Glc4 measurement method is derived from that previously reported by Young et al. [20]. In brief, a derivatization solution containing BAB (152 mmol/L), NaBH3CN (400 mmol/L) and acetic acid (5.3% v/v) was prepared in methanol. Twenty μL of centrifuged urine (or standards or controls) were mixed with 20 μL of 50 μmol/L IS solution and 70 μL of the derivatization solution, in a tightly closed vial, and incubated 1 h at 80 °C. After cooling to room temperature, 500 μL of ACN/water 15:85 (v/v) were added to each vial. C18 SPE columns were used to remove excess reagent from samples. SPE columns were primed with 500 μL methanol, 500 μL water then 200 μL ACN/water 15:85 (v/v), loaded with derivatized sample, rinsed twice with 500 μL ACN/water (15:85, v/v), and eluted with 500 μL ACN/water 30:70 (v/v). After drying under nitrogen at 45 °C, the samples were reconstituted with 500 μL mobile phase (methanol 80% v/v) for injection (10 μL injected).
2.5. LC-MS/MS
Samples were injected onto a C18 column (Uptisphere 3BioP2, 3 μm, 100 mm × 2.1 mm, ref. UP3BP2#10QS, Interchrom©, Interchim, Montluçon, France) and separated using isocratic elution with methanol:H2O 80:20 v/v, at 400 μL/min. The total analysis time was 5 min. The column was maintained at 40 °C. Retention time of Glc4 and the IS was 1.3 min.

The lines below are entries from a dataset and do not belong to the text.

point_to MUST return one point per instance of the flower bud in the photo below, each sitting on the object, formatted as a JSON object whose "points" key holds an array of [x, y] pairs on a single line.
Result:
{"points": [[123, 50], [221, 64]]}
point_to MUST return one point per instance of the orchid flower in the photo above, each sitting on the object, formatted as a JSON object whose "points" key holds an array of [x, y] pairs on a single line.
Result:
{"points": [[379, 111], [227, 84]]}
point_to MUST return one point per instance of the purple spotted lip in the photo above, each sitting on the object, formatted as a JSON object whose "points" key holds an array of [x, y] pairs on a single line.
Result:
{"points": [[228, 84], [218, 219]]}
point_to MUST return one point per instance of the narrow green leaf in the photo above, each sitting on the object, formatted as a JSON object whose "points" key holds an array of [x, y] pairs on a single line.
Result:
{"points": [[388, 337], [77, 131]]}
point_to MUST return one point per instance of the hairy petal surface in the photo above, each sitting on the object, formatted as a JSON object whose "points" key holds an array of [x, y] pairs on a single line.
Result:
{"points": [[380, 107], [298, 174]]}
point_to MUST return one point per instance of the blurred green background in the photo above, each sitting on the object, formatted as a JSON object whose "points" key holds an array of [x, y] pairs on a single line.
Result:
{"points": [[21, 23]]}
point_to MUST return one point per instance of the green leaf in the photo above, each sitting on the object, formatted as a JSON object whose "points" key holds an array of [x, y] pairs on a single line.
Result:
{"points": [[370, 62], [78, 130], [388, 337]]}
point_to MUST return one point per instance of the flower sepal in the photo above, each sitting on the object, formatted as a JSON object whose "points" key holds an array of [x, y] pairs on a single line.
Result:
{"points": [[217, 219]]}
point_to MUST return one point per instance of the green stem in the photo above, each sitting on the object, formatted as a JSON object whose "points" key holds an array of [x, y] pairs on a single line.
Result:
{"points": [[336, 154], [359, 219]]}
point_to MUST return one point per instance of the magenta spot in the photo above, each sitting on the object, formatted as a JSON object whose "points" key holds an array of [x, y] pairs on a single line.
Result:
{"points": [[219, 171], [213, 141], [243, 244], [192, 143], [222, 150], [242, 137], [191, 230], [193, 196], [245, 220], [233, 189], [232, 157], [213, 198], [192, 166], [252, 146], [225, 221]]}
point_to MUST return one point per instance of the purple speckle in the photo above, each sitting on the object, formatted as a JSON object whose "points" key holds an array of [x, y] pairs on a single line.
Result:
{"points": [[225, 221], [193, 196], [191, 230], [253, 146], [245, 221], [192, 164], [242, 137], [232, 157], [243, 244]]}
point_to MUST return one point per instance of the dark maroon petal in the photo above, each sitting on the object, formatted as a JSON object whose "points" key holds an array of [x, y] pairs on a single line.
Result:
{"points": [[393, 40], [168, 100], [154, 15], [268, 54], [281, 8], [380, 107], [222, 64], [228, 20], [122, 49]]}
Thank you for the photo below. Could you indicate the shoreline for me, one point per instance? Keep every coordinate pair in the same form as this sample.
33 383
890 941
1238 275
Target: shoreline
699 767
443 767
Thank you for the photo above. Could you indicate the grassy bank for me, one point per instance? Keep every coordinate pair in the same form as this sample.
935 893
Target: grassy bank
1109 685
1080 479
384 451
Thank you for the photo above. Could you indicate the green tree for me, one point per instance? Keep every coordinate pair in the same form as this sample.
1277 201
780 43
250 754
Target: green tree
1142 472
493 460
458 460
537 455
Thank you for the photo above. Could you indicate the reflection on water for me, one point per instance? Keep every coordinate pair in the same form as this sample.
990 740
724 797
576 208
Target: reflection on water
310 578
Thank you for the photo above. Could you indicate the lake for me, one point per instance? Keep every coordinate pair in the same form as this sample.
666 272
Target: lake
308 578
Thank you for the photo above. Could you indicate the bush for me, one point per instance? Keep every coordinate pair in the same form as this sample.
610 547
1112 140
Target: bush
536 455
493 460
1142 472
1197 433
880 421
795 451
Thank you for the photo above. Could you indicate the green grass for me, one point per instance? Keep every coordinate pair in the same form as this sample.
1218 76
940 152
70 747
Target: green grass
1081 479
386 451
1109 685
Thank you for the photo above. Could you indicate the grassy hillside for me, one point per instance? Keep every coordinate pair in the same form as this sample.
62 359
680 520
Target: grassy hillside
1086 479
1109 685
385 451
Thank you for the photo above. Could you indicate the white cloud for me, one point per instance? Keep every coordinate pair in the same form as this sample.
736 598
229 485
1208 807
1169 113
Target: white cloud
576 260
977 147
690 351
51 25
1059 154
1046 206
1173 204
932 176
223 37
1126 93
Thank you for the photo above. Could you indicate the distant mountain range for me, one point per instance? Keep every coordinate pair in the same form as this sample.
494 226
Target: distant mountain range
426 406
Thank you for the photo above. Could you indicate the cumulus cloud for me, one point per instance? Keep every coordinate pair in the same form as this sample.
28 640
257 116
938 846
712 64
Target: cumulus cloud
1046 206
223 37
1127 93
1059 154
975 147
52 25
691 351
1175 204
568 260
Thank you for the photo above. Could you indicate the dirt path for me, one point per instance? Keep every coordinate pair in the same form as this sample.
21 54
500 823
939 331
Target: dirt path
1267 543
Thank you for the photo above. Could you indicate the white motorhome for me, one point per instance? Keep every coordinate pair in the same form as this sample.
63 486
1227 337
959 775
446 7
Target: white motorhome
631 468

LC-MS/MS was performed using a binary LC pump system (LC20AD) and an auto-sampler (SIL20AC) (Prominence Liquid Chromatograph, Shimadzu©, Kyoto, Japan) coupled either to an API 3200 (before April 2014) or an API 4500 (after April 2014) from Applied Biosystems© (Concord, Canada) operated in the multiple reaction mode and equipped with a TurboIonSpray source heated at 550 °C. Nitrogen was used as curtain and collision gas. Common MS/MS parameters were as follow: mode: positive; gas flows (in arbitrary units): curtain gas: 20; source gas 1: 25; source gas 2: 60; collision activated dissociation gas: 8; resolution of Q1 and Q3: unit; ion spray voltage: 4500 V, entrance potential: 10 V, cell exit potential: 8 V. Transitions 866.4 > 509.1 (for Glc4) and 872.4 > 509.1 (for IS) were monitored with a declustering potential of 90 V and a collision energy of 67 V.
2.6. Quantification
Peak integration was performed with the Analyst software (version 1.6.2, Applied Biosystems©; smoothing width: 3 points). Glc4 concentrations were calculated using the Glc4 area/IS area ratio, and the external calibration curve (linear through zero). Glc4 concentrations were normalized to the urinary creatinine (creat) concentration and expressed in mmol/mol creat.
2.7. Statistical analysis
Statistical analysis was performed using IBM SPSS Statistics v 21.0.0.0 (SPSS Hong Kong Headquarters,1804, Westlands Centre, Westlands Road,Quarry Bay, HK). Non-parametric tests were chosen because of the small group size and the non-normal distribution of variables.
2.8. Method validation
Intra- and inter-run imprecision were evaluated by replicate analyses of QCs (intra-run: n = 10; inter-run n = 110 over 27 runs). Limit of detection (LOD) and limit of quantification (LOQ) were determined by analysing dilutions of a standard solution, until the signal was not detectable (signal/noise ratio < 3 for LOD and < 10 for LOQ). Linearity was evaluated up to 1000 μmol/L.
3. Results
3.1. MS/MS performance of the method - validation
Intra-run imprecision was 8.0% (mean: 399 μmol/L, n = 10). Long term inter-run precision was 8.8% (mean 232 μmol/L, n = 40). LOD and LOQ were determined to be 0.31 and 0.62 μmol/L, respectively. All physiologically measured concentrations were above the LOQ; thus Glc4 is measurable even in control urines with a good sensitivity. The method was linear to at least until 1000 μmol/L (r2 = 0.991). External QC between gave results in good accordance with those of the other laboratory (data not shown).
3.2. Reference values
Reference intervals according to age are shown in Table 2. The 90th percentile was chosen as the cut-off value for each age group. No sex difference was observed (results not shown). Results show that urinary Glc4 normalized to creatinine decreases with age
Table 2.
Reference range of urinary Glc4 in mmol/mol creatinine.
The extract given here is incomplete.